The full force of the band returned on the vibrant set closer, "Chiec Khan Pieu," enlivened by Edouard's tabla-cum-konnakol solo and rousing ensemble vocal chants. A gripping concert that will linger long in the memory.

The Comet Is Coming

The Comet Is Coming's performance at Like A Jazz Machine was the last date of a month-long tour that has seen King Shabaka (Shabaka Hutchings), Danalogue The Conqueror (Dan Leavers) and Betamax Killer (Maxwell Hallett ) blaze a trail all over Europe. Less than a month before, All About Jazz had caught the trio in Belfast, a blistering concert played at ear-shattering volume. For this gig, the volume was at a more manageable level, though the trio's phenomenal energy was the same.

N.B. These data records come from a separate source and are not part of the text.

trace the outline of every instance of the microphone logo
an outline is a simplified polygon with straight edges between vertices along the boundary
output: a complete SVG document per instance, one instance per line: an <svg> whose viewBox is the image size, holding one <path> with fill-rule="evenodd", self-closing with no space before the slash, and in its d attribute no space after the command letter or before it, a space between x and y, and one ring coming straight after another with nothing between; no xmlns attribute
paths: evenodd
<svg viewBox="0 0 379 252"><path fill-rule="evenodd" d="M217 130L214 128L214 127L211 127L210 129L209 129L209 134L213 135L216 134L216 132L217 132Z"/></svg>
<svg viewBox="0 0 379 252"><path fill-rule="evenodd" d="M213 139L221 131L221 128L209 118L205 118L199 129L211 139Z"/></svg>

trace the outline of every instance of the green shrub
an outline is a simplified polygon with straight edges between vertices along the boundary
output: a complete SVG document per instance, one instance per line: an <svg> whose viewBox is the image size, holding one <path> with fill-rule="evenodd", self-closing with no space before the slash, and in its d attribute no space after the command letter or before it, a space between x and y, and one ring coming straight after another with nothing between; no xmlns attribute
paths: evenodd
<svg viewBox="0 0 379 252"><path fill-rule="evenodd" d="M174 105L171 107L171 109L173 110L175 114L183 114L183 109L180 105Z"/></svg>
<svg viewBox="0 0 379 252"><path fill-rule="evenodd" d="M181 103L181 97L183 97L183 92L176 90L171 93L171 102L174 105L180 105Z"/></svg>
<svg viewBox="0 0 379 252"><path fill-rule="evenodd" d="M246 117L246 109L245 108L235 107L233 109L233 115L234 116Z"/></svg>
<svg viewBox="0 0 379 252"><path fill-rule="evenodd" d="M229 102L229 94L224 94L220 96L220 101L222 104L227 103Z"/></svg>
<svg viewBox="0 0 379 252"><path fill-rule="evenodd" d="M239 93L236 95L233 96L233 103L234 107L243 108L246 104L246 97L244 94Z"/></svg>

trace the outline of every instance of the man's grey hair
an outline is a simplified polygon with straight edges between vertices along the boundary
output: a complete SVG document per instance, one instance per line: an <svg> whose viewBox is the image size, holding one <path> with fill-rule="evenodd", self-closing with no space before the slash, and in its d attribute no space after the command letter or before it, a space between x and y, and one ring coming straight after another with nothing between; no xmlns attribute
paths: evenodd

From the opening numbers, "Journey to the Asteroid" and "Space Carnival," with Hutchings' tenor flying nine sheets to the wind, Hallett pounding his kit with relentless fury and Leavers whipping up a wicked electronics/synthesizer brew, it was clear that this was not music for the faint-hearted. In the meeting of free-jazz and psychedelic electronics some of the wilder experimentation of Sun Ra sprung to mind, underpinned by contemporary dance club grooves that either stirred the blood or, the case of a small minority, stirred some to head for the exits. The Comet Is Coming's uncompromising musical vision left no-one on the fence.

The majority of the set came from the band's Mercury Prize-shortlisted CD Channel The Spirits (The Leaf Label, 2016). In Hutchings case the spirits channelled were those of Albert Ayler, Fela Kuti and Manu Dibango; in Hallett's, those of former Sun Ra and Fela Kuti drummer Steve Reid, and in Leavers,' the spirit of Kieran Hebdon, Merv Pepler and Sun Ra himself. The African connection was most overtly displayed on "New Age," with saxophone and keys playing seductive counterpoint to Hallett's frantically hypnotic tribal rhythms.

The tirelessly burrowing saxophone, pummelling polyrhythms and edgy electronics—culminating in the raucous "Neon Baby" were energizing and uplifting, even if the three musicians themselves looked, not unsurprisingly, a little drained by their exertions at the concert's end.

Day Two

Aki Rissanen Trio

Making its first appearance as a trio in Luxembourg, the Aki Rissanen Trio presented material from Amorandom (Edition Records, 2015), its debut for the notable English label, although the trio had played alongside Verneri Pohjola on the trumpeter's masterly Bullhorn (Edition Records, 2015).

The trio set out its stall with "Pulsar," whose simple melody served as the launching pad for the trio's interplay—at once elegant and rhythmically charged. Steered by the pianist's tightly woven circular patterns the music gathered force, typified by Teppo Mäkynen's machine-gun like pressed rolls. Antti Lotjonen's bass came to the fore on a spare passage—striking by comparison in its subtlety—before the trio returned to the head.

The pattern of moving from deceptively simple to denser, more complex terrain was repeated on "New Life and Other Beginnings"; an infectious bass ostinato and snappy drum rhythm soon dissolved into knotty, intricate discourse, pulled by Rissanen's expansive improvisation, which was melodically flowing and harmonically sophisticated. As before, the music petered out. Tempo and mood shifted on "Paysage Pas Sages," whose spare architecture centred on interlocking rhythmic/melodic mantras, Rissanen's left-hand ostinato maintained throughout even as he soloed—fitfully at first, then with greater insistence. The gradual wind-down of this composition too, was becoming something of a repeating motif in itself.